« Je travaille au contact de mes animaux. Je circule dans le parc. Ils viennent me voir, repartent. C’est une approche totalement différente de ce que je connais avec la cage. Au départ, cela m’a beaucoup surpris. Je pensais qu’ils seraient plus craintifs », témoigne Frédéric Blot, producteur de lapins à Domalain, en Ille-et-Vilaine.

 

Confort et bien-être

Frédéric dispose d’un élevage de 750 mères naisseur-engraisseur.

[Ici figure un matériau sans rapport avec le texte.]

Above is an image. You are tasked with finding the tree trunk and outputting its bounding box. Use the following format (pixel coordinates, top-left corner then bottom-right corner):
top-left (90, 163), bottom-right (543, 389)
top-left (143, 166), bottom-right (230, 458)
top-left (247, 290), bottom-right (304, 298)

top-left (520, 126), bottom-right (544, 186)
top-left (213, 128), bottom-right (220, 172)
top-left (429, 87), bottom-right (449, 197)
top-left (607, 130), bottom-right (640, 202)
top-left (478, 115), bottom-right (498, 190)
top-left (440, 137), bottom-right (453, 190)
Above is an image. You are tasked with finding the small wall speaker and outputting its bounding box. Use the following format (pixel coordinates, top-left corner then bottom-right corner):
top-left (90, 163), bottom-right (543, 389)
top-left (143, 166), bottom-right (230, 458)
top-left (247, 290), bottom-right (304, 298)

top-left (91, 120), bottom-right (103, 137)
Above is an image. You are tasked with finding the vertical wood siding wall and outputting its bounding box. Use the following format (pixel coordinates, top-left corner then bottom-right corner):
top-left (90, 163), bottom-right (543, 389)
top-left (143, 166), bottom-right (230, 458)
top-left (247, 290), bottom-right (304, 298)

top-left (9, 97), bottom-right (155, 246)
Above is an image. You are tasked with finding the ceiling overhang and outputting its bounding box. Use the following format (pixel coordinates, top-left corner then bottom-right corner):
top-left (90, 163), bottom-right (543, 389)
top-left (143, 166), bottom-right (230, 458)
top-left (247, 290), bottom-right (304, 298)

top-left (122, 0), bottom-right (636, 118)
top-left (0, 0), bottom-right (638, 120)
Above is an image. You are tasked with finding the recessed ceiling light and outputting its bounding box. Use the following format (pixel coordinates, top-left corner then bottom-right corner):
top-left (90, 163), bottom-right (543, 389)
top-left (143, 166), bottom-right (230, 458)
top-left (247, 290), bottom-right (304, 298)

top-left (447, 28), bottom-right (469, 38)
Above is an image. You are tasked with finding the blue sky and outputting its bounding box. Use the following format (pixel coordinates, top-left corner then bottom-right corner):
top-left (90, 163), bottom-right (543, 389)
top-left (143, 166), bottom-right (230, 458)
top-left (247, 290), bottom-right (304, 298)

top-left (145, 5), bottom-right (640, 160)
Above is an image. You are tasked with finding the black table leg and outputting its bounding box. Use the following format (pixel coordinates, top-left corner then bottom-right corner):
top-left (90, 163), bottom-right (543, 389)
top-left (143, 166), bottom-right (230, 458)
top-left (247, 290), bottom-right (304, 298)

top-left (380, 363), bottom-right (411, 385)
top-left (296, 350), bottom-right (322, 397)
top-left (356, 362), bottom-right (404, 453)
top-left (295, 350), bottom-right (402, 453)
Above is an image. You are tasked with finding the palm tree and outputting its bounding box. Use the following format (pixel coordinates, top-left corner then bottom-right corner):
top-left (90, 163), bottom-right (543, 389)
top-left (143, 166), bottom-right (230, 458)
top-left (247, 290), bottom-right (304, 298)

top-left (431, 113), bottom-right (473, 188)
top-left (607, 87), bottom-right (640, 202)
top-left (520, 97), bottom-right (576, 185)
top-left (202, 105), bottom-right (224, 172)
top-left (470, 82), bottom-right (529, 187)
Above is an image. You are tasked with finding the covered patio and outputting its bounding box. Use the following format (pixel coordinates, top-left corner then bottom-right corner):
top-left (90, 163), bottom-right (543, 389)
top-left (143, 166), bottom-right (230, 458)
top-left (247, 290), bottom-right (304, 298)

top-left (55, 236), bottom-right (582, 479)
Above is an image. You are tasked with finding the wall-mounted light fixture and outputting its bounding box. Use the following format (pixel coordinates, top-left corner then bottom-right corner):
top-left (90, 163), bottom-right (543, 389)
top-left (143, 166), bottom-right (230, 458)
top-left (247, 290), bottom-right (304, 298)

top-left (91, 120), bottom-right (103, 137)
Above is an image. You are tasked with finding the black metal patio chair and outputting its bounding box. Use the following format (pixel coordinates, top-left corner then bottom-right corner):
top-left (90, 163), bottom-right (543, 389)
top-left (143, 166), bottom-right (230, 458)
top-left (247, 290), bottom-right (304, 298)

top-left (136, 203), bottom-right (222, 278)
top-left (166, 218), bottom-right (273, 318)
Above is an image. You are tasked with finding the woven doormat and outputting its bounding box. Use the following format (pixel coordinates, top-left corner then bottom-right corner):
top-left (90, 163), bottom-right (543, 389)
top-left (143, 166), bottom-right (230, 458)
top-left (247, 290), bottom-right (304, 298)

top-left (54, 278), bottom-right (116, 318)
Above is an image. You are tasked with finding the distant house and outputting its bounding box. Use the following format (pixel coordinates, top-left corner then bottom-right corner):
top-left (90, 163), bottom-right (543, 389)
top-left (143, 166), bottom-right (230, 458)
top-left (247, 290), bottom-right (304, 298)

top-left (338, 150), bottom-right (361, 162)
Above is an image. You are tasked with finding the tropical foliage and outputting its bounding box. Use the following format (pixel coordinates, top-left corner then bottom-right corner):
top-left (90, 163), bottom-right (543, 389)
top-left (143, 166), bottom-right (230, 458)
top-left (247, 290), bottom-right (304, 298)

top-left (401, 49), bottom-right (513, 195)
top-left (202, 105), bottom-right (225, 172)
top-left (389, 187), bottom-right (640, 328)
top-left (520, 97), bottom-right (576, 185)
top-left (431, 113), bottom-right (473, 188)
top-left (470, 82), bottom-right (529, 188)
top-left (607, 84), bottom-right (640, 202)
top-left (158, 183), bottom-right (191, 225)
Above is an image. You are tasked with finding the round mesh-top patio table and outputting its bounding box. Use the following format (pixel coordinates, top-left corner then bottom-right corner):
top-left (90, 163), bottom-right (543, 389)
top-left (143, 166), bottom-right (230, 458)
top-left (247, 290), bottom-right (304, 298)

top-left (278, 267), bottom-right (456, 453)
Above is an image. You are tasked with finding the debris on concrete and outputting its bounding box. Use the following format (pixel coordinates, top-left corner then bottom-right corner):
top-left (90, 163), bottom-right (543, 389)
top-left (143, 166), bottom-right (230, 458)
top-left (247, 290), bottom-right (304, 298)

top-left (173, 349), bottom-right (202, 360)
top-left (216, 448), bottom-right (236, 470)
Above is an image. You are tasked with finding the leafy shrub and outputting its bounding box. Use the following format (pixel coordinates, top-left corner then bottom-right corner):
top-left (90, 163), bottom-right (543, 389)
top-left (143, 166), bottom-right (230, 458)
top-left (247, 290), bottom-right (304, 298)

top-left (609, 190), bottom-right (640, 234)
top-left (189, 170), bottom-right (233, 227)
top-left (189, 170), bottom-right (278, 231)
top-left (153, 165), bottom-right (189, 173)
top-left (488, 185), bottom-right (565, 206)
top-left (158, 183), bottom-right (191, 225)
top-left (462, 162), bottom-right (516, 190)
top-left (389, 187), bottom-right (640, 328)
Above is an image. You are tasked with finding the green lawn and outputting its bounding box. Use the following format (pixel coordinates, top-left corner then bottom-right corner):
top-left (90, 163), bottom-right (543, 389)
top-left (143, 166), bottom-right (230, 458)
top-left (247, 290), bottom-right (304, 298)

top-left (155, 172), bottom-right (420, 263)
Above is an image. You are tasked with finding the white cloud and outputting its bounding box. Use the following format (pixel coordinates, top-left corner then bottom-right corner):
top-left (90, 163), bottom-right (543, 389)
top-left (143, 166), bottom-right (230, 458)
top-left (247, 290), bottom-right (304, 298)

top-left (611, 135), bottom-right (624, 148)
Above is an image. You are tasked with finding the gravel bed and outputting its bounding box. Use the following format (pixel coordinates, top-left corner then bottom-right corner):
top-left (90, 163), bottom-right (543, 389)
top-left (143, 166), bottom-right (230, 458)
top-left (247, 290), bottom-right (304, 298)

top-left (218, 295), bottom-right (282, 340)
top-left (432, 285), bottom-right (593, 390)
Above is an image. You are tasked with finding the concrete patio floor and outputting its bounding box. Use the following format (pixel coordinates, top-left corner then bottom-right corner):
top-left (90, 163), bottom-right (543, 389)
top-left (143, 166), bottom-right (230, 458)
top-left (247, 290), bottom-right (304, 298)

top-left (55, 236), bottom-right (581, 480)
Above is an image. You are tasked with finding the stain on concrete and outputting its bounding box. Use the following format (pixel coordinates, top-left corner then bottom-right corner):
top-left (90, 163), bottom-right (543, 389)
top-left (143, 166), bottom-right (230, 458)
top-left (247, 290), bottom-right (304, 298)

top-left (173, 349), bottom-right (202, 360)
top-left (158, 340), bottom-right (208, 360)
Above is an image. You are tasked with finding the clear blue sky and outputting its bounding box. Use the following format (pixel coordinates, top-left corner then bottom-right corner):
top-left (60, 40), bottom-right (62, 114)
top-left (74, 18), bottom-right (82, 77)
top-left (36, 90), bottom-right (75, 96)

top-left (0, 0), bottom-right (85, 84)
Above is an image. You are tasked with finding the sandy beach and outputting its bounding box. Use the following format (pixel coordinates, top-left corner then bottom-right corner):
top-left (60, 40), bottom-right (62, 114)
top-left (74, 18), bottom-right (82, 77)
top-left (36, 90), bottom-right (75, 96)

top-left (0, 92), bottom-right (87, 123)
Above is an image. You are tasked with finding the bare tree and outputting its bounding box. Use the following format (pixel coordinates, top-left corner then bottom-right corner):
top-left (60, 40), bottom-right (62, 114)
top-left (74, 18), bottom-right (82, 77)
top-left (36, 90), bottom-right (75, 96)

Depuis un an, il teste un nouveau mode de logement alternatif à la cage, baptisé Cuniloft, issu du projet Lap Avenir 2, pour répondre aux nouvelles attentes de la société en matière de bien-être animal, mais également pour le confort de l’éleveur (lire l’encadré). Sa particularité : il s’agit d’un logement du lapin au sol et en groupe. Les enclos donnent plus de liberté à l’animal, et lui permettent d’exprimer ses comportements naturels : se déplacer, bondir, ronger, se cacher… Pour cela, ils ont été équipés de nombreux aménagements : mezzanine, terrier, râtelier (voir photos). Par rapport à la cage, l’enclos offre 60 % d’espace supplémentaire par lapin. Il est équipé de plusieurs mangeoires et pipettes. Les animaux sont conduits en groupes beaucoup plus importants.

 

Pour le confort des animaux, le sol est en caillebotis plastique. Il n’y a pas de grillage. Le bâtiment bénéficie de la lumière naturelle grâce à des fenêtres, ou un variateur de lumière imitant l’aube et le crépuscule. À Domalain, sur les quatre salles d’engraissement, deux utilisent ce système alternatif à la cage. Les autres sont restées en clapier classique pour permettre des comparaisons en conditions réelles. Ce bâtiment, à l’origine un centre de sélection, dispose de salles vitrées, ce qui a facilité l’observation des animaux.

 

Meilleur accès à l’alimentation

« En comparant les deux systèmes de logement, nous avons constaté que les lapins sont plus actifs et se déplacent 4,5 fois plus. Ils passent 2,3 fois plus de temps à explorer », explique François Menini, de l’équipe recherche et développement de MiXscience. De 40 à 60 % des animaux utilisent les terriers. Compte tenu de la conduite, il y a aussi beaucoup plus d’interactions entre individus. Par ailleurs, au niveau de l’alimentation, un meilleur accès et davantage de temps de repas ont été observés. « Ce concept, c’est aussi un vrai plus pour l’éleveur en matière de relation homme-animal », ajoute Frédéric Blot.

 

Cette première année a été une phase d’adaptation, de mise au point et de découvertes. Les résultats techniques se maintiennent. « Les taux de mortalité sont équivalents, en moyenne, à ceux en cage. Pour les lots à problème, cela peut dériver très vite. Le parc nécessite une très bonne technicité », fait remarquer François Menini.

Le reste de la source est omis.